The maximum height of a bouncing ball is 9 feet. If each subsequent bounce is $\begin{aligned} \frac{2}{3} \end{aligned}$ the height of the previous bounce, find the height of the ball on the 5th bounce.
::弹跳球的最大高度为9英尺。如果随后每次弹跳为23英尺,则在第5次弹跳时找到球的高度。

Solution: Since the height of the ball decreases by the same factor on each bounce, the heights of the bounces are a geometric sequence. We need to write the formula for this sequence. The 1st term is 9, and the common ratio is given as $\begin{aligned} \frac{2}{3} . \end{aligned}$
::解答: 球的高度每反弹会降低同样的因数, 反弹的高度是几何序列。我们需要为此序列写出公式。
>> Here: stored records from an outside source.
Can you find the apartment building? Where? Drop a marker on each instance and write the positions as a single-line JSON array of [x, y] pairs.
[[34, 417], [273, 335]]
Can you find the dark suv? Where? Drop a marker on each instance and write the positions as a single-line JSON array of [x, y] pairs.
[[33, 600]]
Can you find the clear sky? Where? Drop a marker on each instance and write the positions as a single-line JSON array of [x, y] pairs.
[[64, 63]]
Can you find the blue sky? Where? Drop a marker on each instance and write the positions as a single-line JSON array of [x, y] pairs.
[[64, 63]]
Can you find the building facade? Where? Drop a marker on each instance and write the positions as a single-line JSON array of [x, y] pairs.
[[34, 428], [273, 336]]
第一个学期是 9, 共同比率为 23 。

The formula for this sequence is $\begin{aligned} a_{n} = 9 (\frac{2}{3})^{n - 1} . \end{aligned}$
::此序列的公式为=9(23)n-1。

We want to know the height of the ball on the 5th bounce: $\begin{aligned} a_{5} = 9 (\frac{2}{3})^{5 - 1} = 9 (\frac{16}{81}) = \frac{16}{9} = 1 \frac{7}{9} \end{aligned}$ feet.
::我们想知道第5次反弹球的高度:a5=9(233)5-1=9(1681)=169=179英尺。

by DrPhilClark presents a problem similar to the one in Example 5.
::由PhilClark博士撰写, 提出了一个与例5相似的问题。

Example 6
::例6

Find the value of a 10-year-old car if the purchase price was $22,000, and it depreciates at a rate of 9% per year.
::如果购买价为22,000美元,并且每年以9%的折旧率贬值,那么就能找到一辆10岁汽车的价值。

Solution: The 1st term (value of the car after 0 years) is $22,000. The common ratio is $\begin{aligned} 1 - .09 \end{aligned}$ or $\begin{aligned} 0.91 \end{aligned}$ . The value of the car after $\begin{aligned} n \end{aligned}$ years can be determined by $\begin{aligned} a_{n} = 22, 000 (0.91)^{n} . \end{aligned}$ For 10 years, we get $\begin{aligned} a_{10} = 22, 000 (0.91)^{10} = 8, 567.154599 \approx $ 8, 567. \end{aligned}$
::解决方案:第一个学期(汽车在0年后的价值)为22,000美元,共同比率为1-.09或0.91,零年之后的汽车价值由 =22,000(0.91)n确定,10=22,000(0.91)10=8,567.154599=8,567.1599=567美元。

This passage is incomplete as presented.